We remember Alexander Dubček who was born in Uhrovec, nestled in the Strážovské Mountains of western Slovakia, on this day in 1921. He died in 1992.
We learned about Mr. Dubcek back in 1968 and "The Prague Spring". He was the face of that movement or a challenge to the old USSR and its control over Eastern Europe.
The USSR and The Warsaw Pact are now history. It all collapsed at the end of 1991. In other words, most young people younger than 35 have no emotional involvement with what we grew up with. They’ve probably never heard of the Berlin Wall or the 1956 Hungarian revolution or the atrocities of communism. Prague is now the capital of the Czech Republic and Slovakia is another country. It all seems like a past so long ago.
Some of us are old enough to remember this week when 200,000 Warsaw Pact troops and 5,000 tanks invaded Czechoslovakia to crush the “Prague Spring.”
It was a dark day for freedom.
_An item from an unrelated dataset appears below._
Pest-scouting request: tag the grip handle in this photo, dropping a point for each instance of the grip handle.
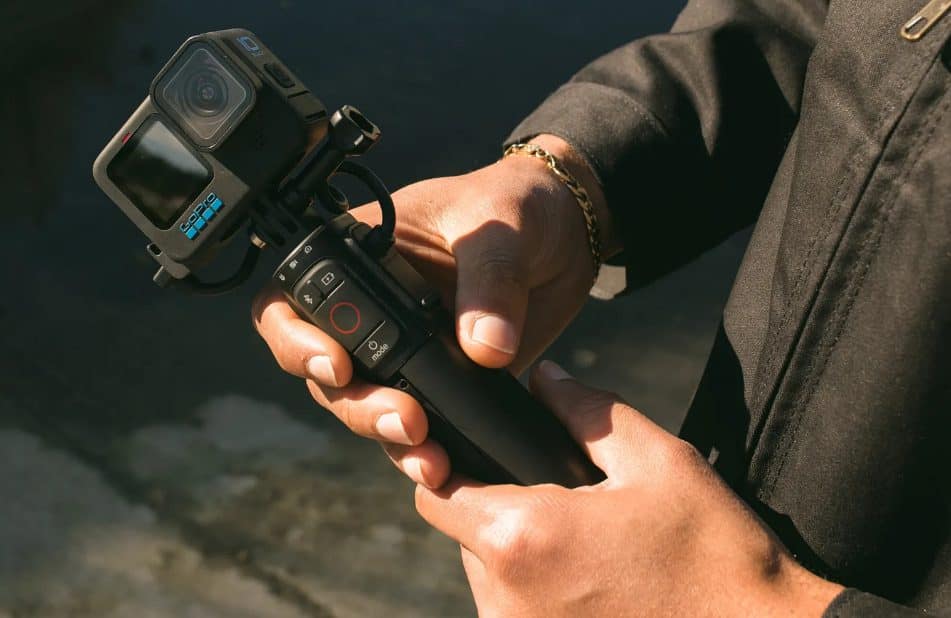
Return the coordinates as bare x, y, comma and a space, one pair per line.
491, 426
Like the Hungarians in 1956, the people of Czechoslovakia were given a taste of Soviet “tolerance.” The “Prague Spring” was all about freedom and reforms but the Kremlin did not accept it and sent the tanks in.
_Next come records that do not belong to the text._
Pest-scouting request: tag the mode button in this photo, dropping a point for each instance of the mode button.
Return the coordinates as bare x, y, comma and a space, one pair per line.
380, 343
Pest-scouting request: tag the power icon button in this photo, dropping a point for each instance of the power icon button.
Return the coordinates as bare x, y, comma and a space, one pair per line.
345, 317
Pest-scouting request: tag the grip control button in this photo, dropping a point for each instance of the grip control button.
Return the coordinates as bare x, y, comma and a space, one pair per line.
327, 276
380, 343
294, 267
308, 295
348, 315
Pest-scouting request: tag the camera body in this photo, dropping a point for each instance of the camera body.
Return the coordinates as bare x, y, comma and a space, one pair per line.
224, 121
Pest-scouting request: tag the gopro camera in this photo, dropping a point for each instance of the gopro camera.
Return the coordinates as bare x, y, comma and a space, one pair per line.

A sad day for those of us who were watching from the West, especially when Fidel Castro defended the USSR. by saying among many things that the country was “…..heading toward a counter-revolutionary situation, toward capitalism and into the arms of imperialism.”
We remember today all the people who stood up to Soviet tanks in Prague. And we remember more victims of communism.